Security builder & leader

Realm Labs: RSAC 2026 Innovation Sandbox Profile

← Back to comparison

This profile was compiled in March 2026 using AI tooling guided by security product strategy guidance from Lenny Zeltser's MCP server. The analysis was performed by AI without direct human validation, to demonstrate the capabilities of AI agents guided by an expert framework. Outside this demo, a human analyst would conduct iterative conversations with the AI agent to arrive at more accurate conclusions.

Executive Summary

Realm Labs builds AI security tools that monitor how large language models reason internally, not just what they output. Founded in 2023 by former Symantec and Splunk AI security researcher Saurabh Shintre, the company offers three products: an AI firewall (OmniGuard), an internal observability platform (Prism), and a data governance/DLP tool (DataRealm). The company raised $5 million from Crosspoint Capital Partners at RSAC 2026 and counts Anthropic among its early customers. Its core differentiator is “internal observability,” which claims to inspect attention patterns, chain-of-thought processes, and token probabilities inside LLMs during inference.

Company Overview

FieldDetailEvidence
Founded2023Company website; LinkedIn
HeadquartersSunnyvale, CaliforniaCompany website
Funding$5M from Crosspoint Capital Partners (March 2026)NSFOCUS RSAC analysis; Security Boulevard
StageSeedInferred from funding amount, team size, and product maturity
Employees~6 (6 named on website)Company page
Key InvestorsCrosspoint Capital Partners, Tola Capital, First Rays Venture Partners, Silver Buckshot, Firestreak VenturesCompany website; First Rays announcement

Investor Track Records:

Problem Definition and Market Opportunity

Enterprises deploying AI face a visibility gap. Current guardrails and observability tools monitor inputs and outputs but treat models as black boxes. This creates blind spots for prompt injection, data leakage, hallucination, and privilege escalation in AI applications.

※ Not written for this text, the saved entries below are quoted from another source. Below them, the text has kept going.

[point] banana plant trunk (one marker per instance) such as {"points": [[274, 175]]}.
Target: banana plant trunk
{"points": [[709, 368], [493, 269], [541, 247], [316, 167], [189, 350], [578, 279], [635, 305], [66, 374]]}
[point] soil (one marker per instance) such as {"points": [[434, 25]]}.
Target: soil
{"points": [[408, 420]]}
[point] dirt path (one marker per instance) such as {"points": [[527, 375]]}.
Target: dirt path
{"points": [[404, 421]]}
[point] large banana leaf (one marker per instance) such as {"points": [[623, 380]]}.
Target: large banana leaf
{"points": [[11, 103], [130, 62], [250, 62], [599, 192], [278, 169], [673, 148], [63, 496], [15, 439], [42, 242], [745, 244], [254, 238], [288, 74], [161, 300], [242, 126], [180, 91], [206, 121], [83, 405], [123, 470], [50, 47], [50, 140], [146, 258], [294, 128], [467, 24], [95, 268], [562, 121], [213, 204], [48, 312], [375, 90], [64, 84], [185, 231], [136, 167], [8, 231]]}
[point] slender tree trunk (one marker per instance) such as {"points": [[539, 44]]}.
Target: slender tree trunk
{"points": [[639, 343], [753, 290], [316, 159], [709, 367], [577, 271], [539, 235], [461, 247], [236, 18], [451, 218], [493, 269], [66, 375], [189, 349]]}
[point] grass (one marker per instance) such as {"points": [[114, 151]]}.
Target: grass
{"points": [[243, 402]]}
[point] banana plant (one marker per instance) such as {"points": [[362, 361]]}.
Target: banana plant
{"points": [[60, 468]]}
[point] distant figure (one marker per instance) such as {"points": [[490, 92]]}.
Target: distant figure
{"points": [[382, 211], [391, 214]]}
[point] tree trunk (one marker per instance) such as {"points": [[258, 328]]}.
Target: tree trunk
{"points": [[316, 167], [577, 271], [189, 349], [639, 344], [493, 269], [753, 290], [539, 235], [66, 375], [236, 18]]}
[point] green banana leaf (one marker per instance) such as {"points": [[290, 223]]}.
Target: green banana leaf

The problem intensifies as organizations move from simple chatbots to autonomous AI agents. Agents that access internal data, execute multi-step tasks, and interact with external APIs expand the attack surface beyond what traditional perimeter-based monitoring can cover. Palo Alto Networks’ Chief Security Intelligence Officer has called AI agents “the biggest insider threat of 2026”, a framing Realm Labs explicitly endorses in its marketing.

The AI security market is growing rapidly. Cybersecurity startups raised $9.4 billion in H1 2025 alone, the highest in three years. AI trust and security has become a distinct product category with dedicated budget lines. [Confirmed, third-party financial reports cited by company]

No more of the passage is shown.